HODLers, or investors who buy and hold cryptocurrency, keep ETH because they believe in Ethereum and expect the value of their tokens to rise. Their perspective steels them through negative news events like the DAO hack, which sent ETH tumbling by nearly 50%. The following year, the token set highs at levels beyond anything seen before the breach.
Active traders keep ETH to sell for short-term gain. Some traders consider fundamentals like developer activity and rates of Dapp adoption, but most rely on technical analysis to time their transactions.
While ETH can be sold directly for fiat, not every exchange provides a fiat off-ramp. This can make it difficult to lock in profits. When there is no off-ramp, options include hopping exchanges or trading for a stablecoin that is pegged to fiat.
For holders who are neither bona fide HODLers nor active traders, there are brick-and-mortar businesses that accept ETH for physical goods and services. However, most opportunities to spend the token will be found on the Ethereum network, where it can be used to develop and engage with Dapps.
For DeFi to succeed, the network must first undergo a series of upgrades. At the time of this writing, Ethereum does not scale. It is unable to efficiently process high volumes of requests from its users. Developers are working on solutions, but these will take time to test and implement.
The two most promising solutions are Proof-of-Stake (PoS) and sharding.
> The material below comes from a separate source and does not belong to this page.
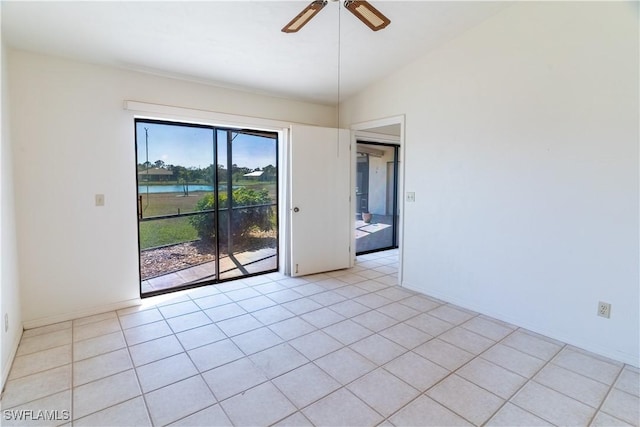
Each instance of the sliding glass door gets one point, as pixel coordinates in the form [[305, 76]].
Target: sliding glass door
[[207, 204], [376, 197]]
PoS is a modern consensus mechanism that is more efficient than Proof-of-Work, the mechanism on which the network currently relies. Sharding refers to a division of labor among nodes that relieves them of the burden to carry complete copies of the blockchain. Instead, nodes will maintain subsets of blocks and reach out to other nodes on an as-needed basis.
If Ethereum can’t solve scaling, it will lose its DeFi Dapps to a blockchain that can securely manage thousands of transactions per second. If it does scale, the applications will remain, and ETH could blast past all-time highs.
It is difficult to predict how many ETH will be around in 5 or 10 years’ time. The transition to PoS could fail, permitting millions of new tokens. Alternatively, if PoS happens, it would effectively cap the supply. Regardless, Ethereum has already done more than any platform to increase the range of cryptocurrency options. Thousands of projects have launched from the network as ICOs, or initial coin offerings. Some have left for their own blockchains, but most have stayed put.
The ICO boom was made possible by Ethereum’s development of the ERC-20 standard, a protocol for token issuance that acts as readymade infrastructure for blockchain-based businesses. Projects that adhere to the standard enjoy interoperability with other ERC-20 tokens and are simpler to list on exchanges. The standard also ensures that tokens will be compatible with desktop, web-based, and hardware wallets.
The network has since created additional standards such as ERC-721 and ERC-1155. The former facilitates the ownership and transfer of digital collectibles. The latter allows a single smart contract to govern fungible tokens like ERC-20 cryptocurrencies and one-of-a-kind ERC-721 tokens. This flexibility could boost network efficiency as it enables transactions to include multiple data types.